Each calendar year, the Natural Gas Utility shall perform the necessary analysis for the issues identified in Section 3705.1 and provide plans for eliminating the ten worst performing segments due to low pressure or interruption problems. The Natural Gas Utility shall file the results with the Commission and a copy to OPC on an annual basis.
The Natural Gas Utility shall respond to all underground utility locate requests and locate their facilities in accordance with the damage prevention laws established within the District of Columbia and the U.S. Department of Transportation. The Natural Gas Utility shall maintain an accurate count of all locate requests, responses to locate requests, number of gas main and service lines inaccurately marked which resulted in damages (e.g., hits per 1,000 locates) or construction delays, number of locations which the Natural Gas Utility failed to mark as required by the damage prevention rules, number of calls not made for One Call ticket numbers by excavator(s), reports of incidents to underground utilities, damages caused by excavators or third party to gas underground facilities, third party responsible for the damage, and the root cause(s) of the damage. An annual report shall be filed with the Commission and a copy to OPC in the QSSPR no later than February 15 of the following year.
The Natural Gas Utility shall monitor high volume condensate drips on its low-pressure distribution network to minimize service continuity disruption. In no case shall a natural gas customer outage caused by condensate accumulation affect more than five percent (5%) of the low-pressure customers during two consecutive winter periods. The Natural Gas Utility shall prepare a remediation plan within one hundred twenty (120) days of exceeding the five percent (5%) standard of service interruption, for the approval of the Commission, and provide a target date for completion of the recommended repair to the low-pressure piping network. The Natural Gas Utility shall file the results with the Commission and a copy to OPC on an annual basis in the QSSPR.

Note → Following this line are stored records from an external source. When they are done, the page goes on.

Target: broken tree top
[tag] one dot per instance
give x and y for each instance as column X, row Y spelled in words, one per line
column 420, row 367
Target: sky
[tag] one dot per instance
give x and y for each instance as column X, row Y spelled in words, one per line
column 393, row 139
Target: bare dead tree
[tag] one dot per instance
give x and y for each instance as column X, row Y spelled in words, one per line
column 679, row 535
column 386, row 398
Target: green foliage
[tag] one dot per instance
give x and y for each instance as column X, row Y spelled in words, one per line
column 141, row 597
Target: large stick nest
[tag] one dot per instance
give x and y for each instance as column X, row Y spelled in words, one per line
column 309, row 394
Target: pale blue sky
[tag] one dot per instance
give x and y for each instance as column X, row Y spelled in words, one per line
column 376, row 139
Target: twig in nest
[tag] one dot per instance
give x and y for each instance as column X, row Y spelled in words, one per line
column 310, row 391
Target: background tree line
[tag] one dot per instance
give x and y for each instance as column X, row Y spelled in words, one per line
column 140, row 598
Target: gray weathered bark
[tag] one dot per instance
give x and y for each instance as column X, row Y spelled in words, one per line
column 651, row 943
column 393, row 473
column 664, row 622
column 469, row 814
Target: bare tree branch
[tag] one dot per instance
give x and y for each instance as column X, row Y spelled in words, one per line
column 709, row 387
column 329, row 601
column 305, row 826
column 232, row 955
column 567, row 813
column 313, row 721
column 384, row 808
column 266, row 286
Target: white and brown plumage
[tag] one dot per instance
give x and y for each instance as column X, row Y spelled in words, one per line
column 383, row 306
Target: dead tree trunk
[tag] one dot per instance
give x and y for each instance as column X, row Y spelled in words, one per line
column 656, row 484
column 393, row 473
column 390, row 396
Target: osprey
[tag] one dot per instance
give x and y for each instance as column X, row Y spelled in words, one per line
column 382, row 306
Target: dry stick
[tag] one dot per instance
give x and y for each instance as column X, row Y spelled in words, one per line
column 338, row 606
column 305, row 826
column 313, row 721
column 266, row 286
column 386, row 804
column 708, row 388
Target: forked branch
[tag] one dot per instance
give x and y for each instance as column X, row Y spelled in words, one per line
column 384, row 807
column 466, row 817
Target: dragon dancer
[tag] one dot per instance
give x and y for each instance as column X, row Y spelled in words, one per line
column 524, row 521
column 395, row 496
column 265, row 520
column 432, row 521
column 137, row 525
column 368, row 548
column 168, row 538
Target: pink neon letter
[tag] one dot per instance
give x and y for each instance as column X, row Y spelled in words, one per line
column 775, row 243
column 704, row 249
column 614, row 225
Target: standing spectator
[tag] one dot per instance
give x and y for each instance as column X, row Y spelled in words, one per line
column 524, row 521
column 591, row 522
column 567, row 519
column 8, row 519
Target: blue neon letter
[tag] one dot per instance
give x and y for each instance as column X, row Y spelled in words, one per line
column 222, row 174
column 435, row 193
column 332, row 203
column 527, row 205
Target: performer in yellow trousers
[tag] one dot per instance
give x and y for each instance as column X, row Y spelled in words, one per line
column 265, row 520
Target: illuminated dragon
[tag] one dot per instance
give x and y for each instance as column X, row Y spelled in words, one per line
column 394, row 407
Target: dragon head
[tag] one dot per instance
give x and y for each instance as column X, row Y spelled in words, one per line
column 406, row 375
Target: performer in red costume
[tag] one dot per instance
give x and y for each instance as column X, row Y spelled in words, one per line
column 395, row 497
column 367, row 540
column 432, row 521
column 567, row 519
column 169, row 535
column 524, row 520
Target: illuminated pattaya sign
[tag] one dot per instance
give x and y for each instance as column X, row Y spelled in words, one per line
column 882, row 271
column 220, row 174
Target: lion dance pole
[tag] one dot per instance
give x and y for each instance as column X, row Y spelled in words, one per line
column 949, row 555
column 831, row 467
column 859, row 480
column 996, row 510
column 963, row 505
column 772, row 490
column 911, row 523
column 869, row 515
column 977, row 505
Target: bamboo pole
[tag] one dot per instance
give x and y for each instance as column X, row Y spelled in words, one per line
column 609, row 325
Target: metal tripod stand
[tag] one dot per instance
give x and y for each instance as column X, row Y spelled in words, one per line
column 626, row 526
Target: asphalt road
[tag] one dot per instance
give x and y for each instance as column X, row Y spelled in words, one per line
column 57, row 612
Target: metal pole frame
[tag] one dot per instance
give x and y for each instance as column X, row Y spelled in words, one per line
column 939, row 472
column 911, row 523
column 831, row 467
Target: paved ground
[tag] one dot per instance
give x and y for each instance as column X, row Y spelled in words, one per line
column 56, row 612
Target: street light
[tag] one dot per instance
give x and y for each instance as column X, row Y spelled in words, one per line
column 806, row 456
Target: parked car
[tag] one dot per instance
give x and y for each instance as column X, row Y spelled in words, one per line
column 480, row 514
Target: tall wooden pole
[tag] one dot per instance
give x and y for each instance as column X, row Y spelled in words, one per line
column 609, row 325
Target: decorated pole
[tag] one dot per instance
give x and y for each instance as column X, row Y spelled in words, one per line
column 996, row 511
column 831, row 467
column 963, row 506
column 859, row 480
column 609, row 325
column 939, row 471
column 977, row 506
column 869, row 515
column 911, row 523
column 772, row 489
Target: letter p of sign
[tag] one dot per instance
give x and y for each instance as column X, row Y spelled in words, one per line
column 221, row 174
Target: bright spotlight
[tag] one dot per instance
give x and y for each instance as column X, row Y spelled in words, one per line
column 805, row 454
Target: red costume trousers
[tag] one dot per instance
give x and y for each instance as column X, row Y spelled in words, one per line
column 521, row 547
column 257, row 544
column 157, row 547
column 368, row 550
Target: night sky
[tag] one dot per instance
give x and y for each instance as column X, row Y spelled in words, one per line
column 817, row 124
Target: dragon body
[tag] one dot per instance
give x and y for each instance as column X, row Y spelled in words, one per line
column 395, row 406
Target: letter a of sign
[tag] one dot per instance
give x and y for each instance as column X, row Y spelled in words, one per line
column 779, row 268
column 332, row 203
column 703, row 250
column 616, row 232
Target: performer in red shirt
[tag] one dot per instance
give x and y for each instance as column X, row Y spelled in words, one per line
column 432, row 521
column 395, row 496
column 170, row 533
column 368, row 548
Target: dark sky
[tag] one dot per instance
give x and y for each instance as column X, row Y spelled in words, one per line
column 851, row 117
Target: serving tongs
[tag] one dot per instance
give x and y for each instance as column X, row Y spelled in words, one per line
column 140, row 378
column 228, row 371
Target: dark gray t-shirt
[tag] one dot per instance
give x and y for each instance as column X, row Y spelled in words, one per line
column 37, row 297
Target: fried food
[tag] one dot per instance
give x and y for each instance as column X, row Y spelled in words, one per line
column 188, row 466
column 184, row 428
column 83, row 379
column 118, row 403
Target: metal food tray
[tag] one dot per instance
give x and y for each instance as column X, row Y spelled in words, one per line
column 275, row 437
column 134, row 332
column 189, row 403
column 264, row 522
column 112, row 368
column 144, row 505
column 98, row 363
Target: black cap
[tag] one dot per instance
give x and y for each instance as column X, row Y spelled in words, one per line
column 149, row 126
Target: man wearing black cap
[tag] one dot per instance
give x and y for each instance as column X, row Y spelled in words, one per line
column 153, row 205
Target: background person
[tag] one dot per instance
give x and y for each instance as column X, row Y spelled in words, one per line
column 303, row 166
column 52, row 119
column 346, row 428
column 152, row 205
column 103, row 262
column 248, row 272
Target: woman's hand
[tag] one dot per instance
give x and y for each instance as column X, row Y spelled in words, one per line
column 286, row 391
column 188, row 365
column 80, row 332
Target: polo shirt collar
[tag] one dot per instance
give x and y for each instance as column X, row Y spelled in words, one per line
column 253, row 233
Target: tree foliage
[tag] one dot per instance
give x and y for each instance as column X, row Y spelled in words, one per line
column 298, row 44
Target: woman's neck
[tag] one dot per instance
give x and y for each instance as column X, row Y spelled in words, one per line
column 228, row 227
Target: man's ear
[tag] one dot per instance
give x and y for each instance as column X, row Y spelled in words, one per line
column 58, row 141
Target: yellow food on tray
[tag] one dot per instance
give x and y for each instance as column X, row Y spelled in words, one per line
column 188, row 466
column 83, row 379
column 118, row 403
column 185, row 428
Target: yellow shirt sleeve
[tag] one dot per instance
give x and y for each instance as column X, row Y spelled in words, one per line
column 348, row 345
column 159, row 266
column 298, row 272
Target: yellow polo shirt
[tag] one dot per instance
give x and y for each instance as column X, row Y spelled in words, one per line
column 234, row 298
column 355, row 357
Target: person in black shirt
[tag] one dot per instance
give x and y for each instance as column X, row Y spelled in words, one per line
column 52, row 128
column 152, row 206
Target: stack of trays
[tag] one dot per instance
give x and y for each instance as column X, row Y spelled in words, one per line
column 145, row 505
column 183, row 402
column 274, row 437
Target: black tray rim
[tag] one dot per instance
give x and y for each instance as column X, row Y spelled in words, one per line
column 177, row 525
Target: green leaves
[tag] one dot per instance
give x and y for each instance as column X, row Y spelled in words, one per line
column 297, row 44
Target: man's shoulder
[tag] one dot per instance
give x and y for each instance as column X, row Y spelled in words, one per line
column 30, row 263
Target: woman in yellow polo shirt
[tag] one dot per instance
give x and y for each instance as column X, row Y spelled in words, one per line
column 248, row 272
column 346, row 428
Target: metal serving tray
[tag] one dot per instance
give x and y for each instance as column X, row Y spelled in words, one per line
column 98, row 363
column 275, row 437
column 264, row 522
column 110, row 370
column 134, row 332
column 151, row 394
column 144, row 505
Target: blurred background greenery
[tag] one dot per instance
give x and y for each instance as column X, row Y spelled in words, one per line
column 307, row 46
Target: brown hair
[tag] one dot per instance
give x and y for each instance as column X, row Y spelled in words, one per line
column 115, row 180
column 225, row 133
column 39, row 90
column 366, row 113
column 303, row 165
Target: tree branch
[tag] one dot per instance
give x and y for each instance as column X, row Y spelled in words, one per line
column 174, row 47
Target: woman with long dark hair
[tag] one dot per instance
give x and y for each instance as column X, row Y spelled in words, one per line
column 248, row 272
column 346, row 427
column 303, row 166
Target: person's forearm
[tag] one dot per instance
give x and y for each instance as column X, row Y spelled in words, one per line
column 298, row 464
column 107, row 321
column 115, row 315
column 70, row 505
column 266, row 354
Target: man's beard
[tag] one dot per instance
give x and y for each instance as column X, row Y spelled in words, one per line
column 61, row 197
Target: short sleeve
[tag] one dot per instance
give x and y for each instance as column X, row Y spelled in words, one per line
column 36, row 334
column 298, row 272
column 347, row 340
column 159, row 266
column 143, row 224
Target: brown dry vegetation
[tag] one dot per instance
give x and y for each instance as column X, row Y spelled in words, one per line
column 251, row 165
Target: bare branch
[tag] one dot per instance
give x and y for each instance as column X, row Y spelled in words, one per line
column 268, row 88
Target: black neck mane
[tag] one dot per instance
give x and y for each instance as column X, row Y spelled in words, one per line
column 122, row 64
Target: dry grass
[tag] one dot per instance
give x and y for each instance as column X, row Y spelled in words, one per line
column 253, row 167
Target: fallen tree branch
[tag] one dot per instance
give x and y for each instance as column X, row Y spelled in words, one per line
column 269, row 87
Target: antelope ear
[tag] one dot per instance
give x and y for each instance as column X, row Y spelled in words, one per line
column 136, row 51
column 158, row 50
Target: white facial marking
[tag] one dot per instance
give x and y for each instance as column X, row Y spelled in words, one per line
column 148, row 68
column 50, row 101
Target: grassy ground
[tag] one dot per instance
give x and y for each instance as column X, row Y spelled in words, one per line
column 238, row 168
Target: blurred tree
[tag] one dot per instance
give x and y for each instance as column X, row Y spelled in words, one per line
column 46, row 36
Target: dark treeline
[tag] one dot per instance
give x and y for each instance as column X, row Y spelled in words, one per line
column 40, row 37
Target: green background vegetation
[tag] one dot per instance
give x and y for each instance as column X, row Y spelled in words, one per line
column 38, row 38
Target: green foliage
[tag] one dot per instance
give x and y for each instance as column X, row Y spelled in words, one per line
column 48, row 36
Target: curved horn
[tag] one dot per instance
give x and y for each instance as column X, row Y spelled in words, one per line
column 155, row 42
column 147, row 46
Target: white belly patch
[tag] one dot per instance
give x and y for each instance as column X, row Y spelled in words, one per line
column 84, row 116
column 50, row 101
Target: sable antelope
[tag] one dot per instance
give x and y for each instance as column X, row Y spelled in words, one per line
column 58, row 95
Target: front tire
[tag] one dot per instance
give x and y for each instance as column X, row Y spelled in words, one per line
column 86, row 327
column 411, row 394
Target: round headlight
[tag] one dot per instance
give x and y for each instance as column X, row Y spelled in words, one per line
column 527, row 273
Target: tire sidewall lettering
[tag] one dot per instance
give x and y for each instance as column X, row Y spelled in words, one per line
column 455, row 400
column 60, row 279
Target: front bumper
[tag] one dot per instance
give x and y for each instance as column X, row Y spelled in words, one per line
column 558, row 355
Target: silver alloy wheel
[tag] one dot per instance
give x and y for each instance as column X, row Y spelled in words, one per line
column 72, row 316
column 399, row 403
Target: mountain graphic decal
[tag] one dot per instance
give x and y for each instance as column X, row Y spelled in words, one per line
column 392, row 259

The standard in Subsection 3705.4 may be changed or modified by the Commission, at a later date, based on a study of trends in service interruptions.
The Natural Gas Utility shall measure annually its Lost Time Accident Rate as reported in the Occupational Safety and Health Administration ("OSHA") 300 Log Summary of Occupational Injuries and Illnesses. The Natural Gas Utility shall file the results with the Commission and a copy to OPC on an annual basis in the QSSPR.